Many brand terms will have clickthrough rates higher than 50% and if they aren’t clicking your result they are clicking a competitor who is ranking on your brand terms. You must stop whatever you are doing from a non-brand effort standpoint and start optimizing for brand search.
Branded terms will have the highest CTR and also the highest conversion rates.
Here are 5 ways to find the branded terms you should optimize for:
1. Open Google Search Console and narrow to just the home page. Filter for your brand term. Look for queries that contain the brand but have low impressions. THESE ARE FOCUS KEYWORDS to either put into content or create new pages. Low impressions likely means that you are under optimized for these terms, so correct this by optimizing for them with inclusion into content.

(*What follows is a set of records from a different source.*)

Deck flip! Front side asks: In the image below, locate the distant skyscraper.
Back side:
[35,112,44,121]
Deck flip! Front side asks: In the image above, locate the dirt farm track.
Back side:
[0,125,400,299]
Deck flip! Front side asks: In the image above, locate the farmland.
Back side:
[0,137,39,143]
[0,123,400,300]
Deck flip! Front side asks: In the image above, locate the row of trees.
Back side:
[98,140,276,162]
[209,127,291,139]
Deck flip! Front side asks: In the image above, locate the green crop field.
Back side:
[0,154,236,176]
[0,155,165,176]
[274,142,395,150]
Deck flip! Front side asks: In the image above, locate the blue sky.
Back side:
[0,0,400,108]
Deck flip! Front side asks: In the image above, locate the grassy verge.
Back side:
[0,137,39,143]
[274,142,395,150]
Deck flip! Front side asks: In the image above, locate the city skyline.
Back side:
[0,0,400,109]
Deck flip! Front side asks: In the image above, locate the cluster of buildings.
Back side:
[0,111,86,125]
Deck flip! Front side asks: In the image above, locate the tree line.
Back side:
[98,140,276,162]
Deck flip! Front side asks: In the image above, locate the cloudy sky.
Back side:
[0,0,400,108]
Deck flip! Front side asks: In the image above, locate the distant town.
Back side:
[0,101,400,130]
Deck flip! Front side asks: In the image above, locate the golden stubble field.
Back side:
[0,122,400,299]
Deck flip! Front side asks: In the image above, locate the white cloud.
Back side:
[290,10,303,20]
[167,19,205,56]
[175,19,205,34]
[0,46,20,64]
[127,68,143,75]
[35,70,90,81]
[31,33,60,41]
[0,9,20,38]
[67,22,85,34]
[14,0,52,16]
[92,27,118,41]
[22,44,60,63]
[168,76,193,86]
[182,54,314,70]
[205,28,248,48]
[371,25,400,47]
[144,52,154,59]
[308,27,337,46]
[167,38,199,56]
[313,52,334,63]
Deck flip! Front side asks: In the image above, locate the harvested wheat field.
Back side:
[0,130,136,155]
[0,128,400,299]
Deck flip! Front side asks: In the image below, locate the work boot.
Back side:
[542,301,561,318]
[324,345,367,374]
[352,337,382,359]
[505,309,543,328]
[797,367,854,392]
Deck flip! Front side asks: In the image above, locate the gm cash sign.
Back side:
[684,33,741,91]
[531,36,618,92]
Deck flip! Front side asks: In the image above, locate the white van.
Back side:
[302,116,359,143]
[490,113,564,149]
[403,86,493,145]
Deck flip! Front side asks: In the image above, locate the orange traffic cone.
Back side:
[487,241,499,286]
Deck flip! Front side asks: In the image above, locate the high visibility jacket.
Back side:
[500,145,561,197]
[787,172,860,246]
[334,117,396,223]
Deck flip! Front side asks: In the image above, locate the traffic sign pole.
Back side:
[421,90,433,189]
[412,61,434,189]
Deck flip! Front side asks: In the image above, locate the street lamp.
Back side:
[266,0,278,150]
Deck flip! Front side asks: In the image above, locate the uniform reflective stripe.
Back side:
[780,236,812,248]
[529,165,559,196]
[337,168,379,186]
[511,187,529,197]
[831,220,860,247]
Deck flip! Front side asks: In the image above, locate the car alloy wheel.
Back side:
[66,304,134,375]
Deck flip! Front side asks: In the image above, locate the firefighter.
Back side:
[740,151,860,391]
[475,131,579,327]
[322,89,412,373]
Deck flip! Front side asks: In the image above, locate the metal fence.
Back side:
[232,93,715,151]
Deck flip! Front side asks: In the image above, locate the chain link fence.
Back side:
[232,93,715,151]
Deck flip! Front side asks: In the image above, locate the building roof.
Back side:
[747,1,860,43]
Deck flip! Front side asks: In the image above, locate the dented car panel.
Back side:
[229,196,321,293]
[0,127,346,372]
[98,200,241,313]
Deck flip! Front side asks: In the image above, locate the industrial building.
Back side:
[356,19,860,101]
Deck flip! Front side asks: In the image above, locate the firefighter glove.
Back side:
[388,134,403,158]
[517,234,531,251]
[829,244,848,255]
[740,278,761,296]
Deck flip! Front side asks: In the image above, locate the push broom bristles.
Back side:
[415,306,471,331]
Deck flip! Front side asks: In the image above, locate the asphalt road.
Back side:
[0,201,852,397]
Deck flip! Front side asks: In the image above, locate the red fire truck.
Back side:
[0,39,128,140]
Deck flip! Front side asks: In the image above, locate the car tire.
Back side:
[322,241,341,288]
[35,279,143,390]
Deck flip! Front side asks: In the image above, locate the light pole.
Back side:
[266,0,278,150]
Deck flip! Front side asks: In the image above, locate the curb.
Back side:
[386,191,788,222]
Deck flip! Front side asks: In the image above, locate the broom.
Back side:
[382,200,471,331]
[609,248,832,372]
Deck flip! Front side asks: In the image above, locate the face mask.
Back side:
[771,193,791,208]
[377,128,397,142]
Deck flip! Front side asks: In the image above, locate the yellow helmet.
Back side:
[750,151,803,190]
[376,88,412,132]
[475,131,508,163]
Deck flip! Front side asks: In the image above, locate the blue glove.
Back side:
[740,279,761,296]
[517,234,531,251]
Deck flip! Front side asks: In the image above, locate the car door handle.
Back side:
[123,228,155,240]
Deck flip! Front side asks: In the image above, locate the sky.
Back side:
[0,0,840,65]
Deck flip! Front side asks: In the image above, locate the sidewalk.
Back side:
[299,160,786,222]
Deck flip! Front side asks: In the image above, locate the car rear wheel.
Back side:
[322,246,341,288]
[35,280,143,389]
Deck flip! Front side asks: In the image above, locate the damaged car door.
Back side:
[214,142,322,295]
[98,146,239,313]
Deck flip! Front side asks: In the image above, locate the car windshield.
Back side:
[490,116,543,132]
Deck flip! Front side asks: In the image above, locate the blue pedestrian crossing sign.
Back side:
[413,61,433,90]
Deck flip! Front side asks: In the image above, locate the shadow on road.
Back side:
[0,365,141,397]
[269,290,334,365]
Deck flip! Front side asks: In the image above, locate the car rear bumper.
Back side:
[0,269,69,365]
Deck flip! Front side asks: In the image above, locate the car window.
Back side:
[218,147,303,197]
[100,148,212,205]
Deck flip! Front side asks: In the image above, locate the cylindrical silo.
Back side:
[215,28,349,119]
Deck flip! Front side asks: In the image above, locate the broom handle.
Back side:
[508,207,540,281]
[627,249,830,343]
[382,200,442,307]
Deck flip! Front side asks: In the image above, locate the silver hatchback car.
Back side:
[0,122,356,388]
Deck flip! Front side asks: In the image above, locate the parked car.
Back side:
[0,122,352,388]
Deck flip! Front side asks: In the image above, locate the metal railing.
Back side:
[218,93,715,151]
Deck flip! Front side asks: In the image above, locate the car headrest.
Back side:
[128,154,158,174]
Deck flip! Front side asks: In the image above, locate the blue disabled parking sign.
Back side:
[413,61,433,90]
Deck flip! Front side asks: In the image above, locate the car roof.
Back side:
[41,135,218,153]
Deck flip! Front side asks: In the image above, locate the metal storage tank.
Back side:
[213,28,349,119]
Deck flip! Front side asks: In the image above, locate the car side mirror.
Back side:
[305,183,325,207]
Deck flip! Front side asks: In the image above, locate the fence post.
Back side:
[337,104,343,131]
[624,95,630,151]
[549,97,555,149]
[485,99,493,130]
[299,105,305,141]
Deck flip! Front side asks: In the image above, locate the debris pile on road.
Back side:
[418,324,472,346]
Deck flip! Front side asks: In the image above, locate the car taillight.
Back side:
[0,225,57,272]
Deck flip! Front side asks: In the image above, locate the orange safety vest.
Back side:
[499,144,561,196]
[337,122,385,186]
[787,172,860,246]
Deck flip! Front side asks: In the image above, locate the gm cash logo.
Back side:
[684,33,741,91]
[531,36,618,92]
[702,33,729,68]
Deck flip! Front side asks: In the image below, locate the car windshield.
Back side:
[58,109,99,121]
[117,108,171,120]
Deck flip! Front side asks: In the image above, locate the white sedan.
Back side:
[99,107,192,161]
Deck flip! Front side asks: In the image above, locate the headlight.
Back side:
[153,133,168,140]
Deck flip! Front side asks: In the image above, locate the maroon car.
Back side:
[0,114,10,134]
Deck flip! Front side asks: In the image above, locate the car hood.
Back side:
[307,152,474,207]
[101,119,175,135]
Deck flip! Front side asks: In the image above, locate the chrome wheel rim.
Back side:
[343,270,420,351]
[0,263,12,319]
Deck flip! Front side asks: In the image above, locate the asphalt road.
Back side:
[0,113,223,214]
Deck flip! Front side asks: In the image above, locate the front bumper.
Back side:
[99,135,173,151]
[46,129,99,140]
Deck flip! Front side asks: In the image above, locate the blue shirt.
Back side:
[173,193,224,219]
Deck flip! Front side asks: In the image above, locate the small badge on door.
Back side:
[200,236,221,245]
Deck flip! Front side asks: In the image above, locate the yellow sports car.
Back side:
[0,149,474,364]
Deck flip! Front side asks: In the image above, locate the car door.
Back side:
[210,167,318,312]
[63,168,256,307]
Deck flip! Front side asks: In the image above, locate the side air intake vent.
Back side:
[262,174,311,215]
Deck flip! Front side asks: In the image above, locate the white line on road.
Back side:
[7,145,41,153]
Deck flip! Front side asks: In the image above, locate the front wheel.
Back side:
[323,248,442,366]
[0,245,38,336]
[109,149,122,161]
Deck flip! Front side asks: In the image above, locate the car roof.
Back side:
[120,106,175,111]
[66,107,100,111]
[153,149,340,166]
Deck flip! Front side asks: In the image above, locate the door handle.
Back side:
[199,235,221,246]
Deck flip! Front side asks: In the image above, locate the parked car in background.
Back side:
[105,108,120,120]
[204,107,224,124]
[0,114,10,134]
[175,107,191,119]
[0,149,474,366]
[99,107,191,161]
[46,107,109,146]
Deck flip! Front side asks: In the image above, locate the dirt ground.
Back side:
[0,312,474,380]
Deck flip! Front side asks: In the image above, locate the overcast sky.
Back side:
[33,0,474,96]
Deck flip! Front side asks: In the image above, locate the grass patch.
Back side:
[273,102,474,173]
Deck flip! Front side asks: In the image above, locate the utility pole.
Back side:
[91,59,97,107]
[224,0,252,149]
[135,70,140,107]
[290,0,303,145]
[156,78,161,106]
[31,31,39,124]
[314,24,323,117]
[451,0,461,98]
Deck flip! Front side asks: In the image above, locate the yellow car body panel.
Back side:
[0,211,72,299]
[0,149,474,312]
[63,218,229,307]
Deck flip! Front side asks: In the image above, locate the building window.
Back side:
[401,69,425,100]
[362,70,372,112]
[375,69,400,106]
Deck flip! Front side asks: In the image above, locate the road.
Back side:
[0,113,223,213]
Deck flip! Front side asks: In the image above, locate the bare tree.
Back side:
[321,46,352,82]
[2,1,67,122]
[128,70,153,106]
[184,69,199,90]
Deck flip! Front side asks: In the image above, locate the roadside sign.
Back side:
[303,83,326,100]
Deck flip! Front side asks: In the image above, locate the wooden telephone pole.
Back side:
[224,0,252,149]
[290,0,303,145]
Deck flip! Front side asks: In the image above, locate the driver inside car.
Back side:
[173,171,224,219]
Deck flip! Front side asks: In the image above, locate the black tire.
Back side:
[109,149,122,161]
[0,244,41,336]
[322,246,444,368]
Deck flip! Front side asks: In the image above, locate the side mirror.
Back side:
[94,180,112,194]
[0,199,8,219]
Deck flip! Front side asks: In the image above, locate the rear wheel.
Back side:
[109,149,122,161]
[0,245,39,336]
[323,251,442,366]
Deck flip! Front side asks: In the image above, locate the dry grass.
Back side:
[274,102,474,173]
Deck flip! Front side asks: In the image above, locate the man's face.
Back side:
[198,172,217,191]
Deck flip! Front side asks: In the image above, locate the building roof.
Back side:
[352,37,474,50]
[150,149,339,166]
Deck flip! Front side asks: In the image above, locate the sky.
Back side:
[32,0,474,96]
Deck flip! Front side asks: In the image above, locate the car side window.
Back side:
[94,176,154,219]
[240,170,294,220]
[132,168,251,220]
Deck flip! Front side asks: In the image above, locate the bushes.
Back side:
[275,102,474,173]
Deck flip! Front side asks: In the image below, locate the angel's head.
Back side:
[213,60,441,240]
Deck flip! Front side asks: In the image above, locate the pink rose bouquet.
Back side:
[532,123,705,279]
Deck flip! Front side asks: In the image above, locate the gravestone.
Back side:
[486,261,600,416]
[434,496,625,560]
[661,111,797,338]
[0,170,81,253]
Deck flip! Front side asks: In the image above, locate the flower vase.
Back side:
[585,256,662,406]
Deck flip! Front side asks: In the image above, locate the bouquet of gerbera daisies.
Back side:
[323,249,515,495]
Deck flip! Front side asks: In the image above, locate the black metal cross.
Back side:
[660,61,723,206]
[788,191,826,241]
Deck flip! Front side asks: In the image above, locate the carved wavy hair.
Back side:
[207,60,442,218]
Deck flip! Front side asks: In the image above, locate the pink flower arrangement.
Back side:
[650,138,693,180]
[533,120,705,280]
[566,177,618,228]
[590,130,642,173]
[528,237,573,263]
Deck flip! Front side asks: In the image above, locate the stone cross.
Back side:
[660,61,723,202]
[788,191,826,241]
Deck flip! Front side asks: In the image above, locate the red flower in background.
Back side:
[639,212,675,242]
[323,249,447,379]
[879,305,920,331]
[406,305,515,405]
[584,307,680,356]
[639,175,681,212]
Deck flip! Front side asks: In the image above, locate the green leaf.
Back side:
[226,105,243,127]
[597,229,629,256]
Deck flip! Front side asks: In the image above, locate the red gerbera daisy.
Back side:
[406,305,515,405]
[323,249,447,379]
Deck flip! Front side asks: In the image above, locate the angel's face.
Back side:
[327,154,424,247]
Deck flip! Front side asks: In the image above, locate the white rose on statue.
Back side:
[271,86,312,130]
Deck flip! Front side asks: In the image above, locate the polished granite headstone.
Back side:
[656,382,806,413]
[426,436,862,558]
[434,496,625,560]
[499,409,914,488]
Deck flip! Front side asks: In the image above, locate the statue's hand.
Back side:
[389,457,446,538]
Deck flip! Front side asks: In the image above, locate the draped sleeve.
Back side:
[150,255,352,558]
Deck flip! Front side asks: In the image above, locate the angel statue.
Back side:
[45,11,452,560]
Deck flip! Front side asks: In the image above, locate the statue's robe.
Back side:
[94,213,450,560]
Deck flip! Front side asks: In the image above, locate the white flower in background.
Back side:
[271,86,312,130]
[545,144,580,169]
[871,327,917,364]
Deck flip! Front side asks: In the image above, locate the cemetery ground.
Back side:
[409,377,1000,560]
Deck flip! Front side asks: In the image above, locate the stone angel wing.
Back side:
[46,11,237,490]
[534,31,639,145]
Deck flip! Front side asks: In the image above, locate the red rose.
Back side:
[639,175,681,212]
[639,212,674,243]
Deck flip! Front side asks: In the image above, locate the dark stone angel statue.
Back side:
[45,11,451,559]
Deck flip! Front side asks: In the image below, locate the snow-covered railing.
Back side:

2. Again, open Google Search Console and narrow to just the home page. Filter for your brand term. Look for queries that contain the brand but have high impressions but low clickthroughs. THESE ARE FOCUS KEYWORDS where you should make improvements to your title and/or meta description to improve the CTR. If the homepage is not a good fit, create a new page. A clickthrough rate is one of the only SEO variables that you can ever control as you can influence why someone might click when you have good copy in your meta description and title. (Note: these titles don’t always show up, but it’s worth the effort for when they do.)
3. Once again, open search console and EXCLUDE the home page. Filter for your brand term. Look for queries that contain the brand but have high impressions but low CTR. THESE ARE FOCUS KEYWORDS where you might need to create a new page, improve the existing page and/or update the metadata for the page. Branded might be a better fit for the homepage, but finding the terms that exist empower you to put effort into the right ones.
4. Go to Google and do a search for your brand BUT DON'T HIT ENTER. Make sure you are optimizing for all of those suggested queries. You can use tools for this too like answerthepublic.com or keywordtool.io.
5. Go to Google and do a search for your brand and make sure you are optimizing for all of the “people also ask” and related queries too on that search results page. These are the search terms that actual users are looking for and terms that the algorithm has determined are closely enough related to your brand.
I have never seen a company that had fully optimized for their brand, so if you follow the steps above you will almost certainly find low hanging fruit.